Solving the Robust and Integrated Aircraft Routing and Crew Pairing Problem in Practice   View Paper
Oliver Weide (Ph.D. student at University of Auckland, New Zealand)

Abstract: We formulate an integrated aircraft routing and crew pairing model that yields solutions for both problems that incur small costs and are robust to typical stochastic variability in airline operations, i.e. effects of delays occurring in operations are minimised. We propose two new solution methods to solve the integrated model. The first approach is an optimisation based heuristic that is capable of generating good quality solutions quickly, the second approach utilises Dantzig-Wolfe decomposition to solve the integrated model to optimality. Using data from domestic Air New Zealand schedules, we evaluate the benefits of solving the integrated model on real world problem instances.
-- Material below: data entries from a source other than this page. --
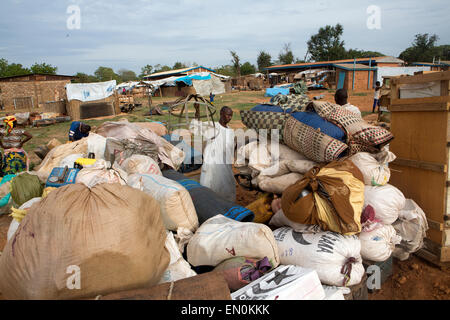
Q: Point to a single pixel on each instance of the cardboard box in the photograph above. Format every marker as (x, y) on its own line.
(284, 283)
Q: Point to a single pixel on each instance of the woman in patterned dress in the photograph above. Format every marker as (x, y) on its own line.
(12, 140)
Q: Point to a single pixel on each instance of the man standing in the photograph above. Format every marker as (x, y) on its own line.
(376, 98)
(340, 97)
(217, 172)
(78, 130)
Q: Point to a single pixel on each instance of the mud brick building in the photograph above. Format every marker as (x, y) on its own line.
(33, 91)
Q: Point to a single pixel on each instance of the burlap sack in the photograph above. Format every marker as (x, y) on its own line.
(334, 201)
(101, 240)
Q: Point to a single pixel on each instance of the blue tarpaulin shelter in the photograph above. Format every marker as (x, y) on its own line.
(272, 92)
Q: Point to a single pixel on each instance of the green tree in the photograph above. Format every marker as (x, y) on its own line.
(236, 61)
(127, 75)
(443, 52)
(327, 45)
(226, 70)
(106, 74)
(12, 69)
(264, 60)
(247, 68)
(355, 53)
(179, 65)
(423, 49)
(43, 68)
(145, 71)
(286, 56)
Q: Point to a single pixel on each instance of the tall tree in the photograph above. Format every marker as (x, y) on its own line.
(327, 45)
(226, 70)
(247, 68)
(12, 69)
(106, 74)
(355, 53)
(127, 75)
(236, 63)
(423, 49)
(286, 56)
(43, 68)
(146, 70)
(264, 60)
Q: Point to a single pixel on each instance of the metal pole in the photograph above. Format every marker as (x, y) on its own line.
(354, 66)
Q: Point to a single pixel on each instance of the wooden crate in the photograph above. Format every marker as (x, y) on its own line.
(421, 127)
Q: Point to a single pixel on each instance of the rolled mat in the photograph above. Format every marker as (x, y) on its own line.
(207, 203)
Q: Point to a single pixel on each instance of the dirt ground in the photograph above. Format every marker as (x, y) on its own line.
(414, 279)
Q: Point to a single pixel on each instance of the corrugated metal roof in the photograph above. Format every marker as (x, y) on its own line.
(349, 66)
(385, 59)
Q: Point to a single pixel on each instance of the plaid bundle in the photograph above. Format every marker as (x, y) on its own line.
(312, 143)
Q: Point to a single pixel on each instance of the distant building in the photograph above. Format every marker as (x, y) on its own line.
(33, 91)
(351, 74)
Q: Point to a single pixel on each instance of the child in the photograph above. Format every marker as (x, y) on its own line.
(376, 98)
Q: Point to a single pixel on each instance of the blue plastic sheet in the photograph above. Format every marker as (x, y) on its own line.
(272, 92)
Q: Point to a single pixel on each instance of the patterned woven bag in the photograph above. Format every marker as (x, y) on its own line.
(358, 130)
(264, 120)
(312, 143)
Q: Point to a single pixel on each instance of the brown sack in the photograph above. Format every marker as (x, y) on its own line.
(336, 200)
(112, 233)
Our solutions satisfy all rules imposed on aircraft routings and crew pairings and are ready to be implemented in practice. We obtain solutions that dramatically improve costs and robustness of solutions obtained by traditional methods. We also compare our approaches with an existing Benders decomposition approach.

 

Anna Valicek Medal - 2007


The AGIFORS council has received 9 submissions for Anna Valicek Medal 2007.  The council has selected two papers as candidates for the Anna Valicek Medal. The authors were invited to present their work on the 47th annual symposium in Bangkok. Finally the AGIFORS council came to the following decision:

 

Juan José Miranda Bront

Winner Anna Valicek Medal 2007
Juan José Miranda Bront (Student at University of Buenos Aires)
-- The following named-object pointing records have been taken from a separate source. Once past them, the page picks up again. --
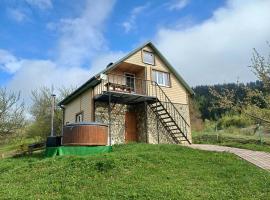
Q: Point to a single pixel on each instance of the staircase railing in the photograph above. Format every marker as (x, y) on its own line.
(172, 110)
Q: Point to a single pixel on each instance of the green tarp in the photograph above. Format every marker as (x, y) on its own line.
(76, 150)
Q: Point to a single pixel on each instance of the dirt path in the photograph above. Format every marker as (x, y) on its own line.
(259, 158)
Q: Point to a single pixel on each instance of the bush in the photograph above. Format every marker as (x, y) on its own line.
(238, 121)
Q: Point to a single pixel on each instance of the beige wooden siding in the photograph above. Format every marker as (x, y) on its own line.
(83, 103)
(177, 93)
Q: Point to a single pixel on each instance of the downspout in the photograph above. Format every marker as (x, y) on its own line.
(63, 118)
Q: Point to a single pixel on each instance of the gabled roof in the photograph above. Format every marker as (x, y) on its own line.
(93, 81)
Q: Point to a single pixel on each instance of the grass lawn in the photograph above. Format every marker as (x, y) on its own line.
(238, 140)
(134, 171)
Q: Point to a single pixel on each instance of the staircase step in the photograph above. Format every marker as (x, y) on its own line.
(163, 114)
(167, 118)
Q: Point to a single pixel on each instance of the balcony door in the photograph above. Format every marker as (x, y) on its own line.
(130, 127)
(130, 82)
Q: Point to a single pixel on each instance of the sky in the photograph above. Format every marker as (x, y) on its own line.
(64, 43)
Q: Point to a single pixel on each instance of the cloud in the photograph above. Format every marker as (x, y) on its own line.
(8, 62)
(41, 4)
(16, 14)
(80, 41)
(33, 74)
(130, 23)
(82, 37)
(219, 49)
(177, 4)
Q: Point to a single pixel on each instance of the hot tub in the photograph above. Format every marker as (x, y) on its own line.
(85, 134)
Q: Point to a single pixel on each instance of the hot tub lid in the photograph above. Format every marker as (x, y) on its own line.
(87, 124)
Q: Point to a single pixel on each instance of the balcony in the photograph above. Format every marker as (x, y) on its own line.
(124, 89)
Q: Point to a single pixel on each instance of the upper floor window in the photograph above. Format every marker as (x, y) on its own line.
(148, 58)
(162, 78)
(79, 117)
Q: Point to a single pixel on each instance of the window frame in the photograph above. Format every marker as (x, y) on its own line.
(77, 114)
(154, 59)
(128, 74)
(164, 72)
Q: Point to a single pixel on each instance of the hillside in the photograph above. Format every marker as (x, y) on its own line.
(135, 171)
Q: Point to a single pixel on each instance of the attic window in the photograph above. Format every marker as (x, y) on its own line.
(148, 58)
(79, 117)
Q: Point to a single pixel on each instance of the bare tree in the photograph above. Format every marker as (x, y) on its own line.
(261, 68)
(11, 112)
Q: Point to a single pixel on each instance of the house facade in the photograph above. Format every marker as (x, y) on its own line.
(141, 97)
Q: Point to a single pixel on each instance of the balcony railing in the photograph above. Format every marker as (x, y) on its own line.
(124, 84)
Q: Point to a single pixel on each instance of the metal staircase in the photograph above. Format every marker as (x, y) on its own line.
(169, 116)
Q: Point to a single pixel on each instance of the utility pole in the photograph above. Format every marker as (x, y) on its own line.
(52, 113)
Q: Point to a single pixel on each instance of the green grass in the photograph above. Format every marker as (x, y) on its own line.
(235, 139)
(134, 171)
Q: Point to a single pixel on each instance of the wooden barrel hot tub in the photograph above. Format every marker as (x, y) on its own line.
(85, 134)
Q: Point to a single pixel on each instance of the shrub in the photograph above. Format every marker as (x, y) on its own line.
(239, 121)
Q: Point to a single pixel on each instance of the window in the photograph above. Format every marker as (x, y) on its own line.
(79, 117)
(130, 81)
(148, 58)
(162, 78)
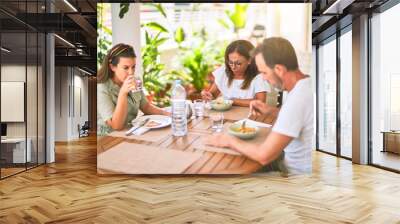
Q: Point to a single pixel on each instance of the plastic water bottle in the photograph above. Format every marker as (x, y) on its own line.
(178, 98)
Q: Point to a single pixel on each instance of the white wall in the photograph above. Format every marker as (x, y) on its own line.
(69, 81)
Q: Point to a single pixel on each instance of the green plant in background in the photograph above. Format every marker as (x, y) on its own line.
(197, 55)
(104, 35)
(236, 18)
(199, 59)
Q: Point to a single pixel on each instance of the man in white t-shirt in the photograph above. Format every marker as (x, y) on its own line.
(293, 130)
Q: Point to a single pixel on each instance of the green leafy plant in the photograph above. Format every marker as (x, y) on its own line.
(236, 19)
(104, 35)
(123, 9)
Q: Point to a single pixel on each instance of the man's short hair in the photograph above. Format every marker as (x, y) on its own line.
(277, 50)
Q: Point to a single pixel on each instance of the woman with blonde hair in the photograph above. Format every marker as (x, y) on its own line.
(118, 98)
(239, 79)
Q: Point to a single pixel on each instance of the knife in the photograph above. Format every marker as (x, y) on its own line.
(134, 128)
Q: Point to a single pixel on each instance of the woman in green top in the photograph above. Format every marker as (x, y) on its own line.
(117, 105)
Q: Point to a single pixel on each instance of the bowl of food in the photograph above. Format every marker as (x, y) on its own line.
(221, 105)
(243, 131)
A column generation algorithm for choice-based network revenue management   View Paper

Abstract: In the last few years, there has been a trend to enrich traditional revenue management models built upon the independent demand paradigm by accounting for customer choice behavior. This extension involves both modeling and computational challenges. One way to describe choice behavior is to assume that each customer belongs to a segment, which is characterized by a consideration set, i.e., a subset of the products provided by the firm that a customer views as options. Customers choose a particular product according to a multinomial-logit criterion, a model widely used in the marketing literature. In this paper, we consider the choice-based, deterministic, linear programming model (CDLP) of Gallego et al., and the follow-up dynamic programming (DP) decomposition heuristic of van Ryzin and Liu, and focus on the more general version of these models, where customers belong to overlapping segments. To solve the CDLP for real-size networks, we need to develop a column generation algorithm. We prove that the associated column generation subproblem is indeed NP-Complete, and propose a simple, greedy heuristic to overcome the complexity of an exact algorithm. Our computational results show that the heuristic is quite effective, and that the overall approach has good practical potential and leads to high quality solutions.

 

Geert de Maere

Finalist Anna Valicek Medal 2007
Geert De Maere (Ph.D. student at University of Nottingham)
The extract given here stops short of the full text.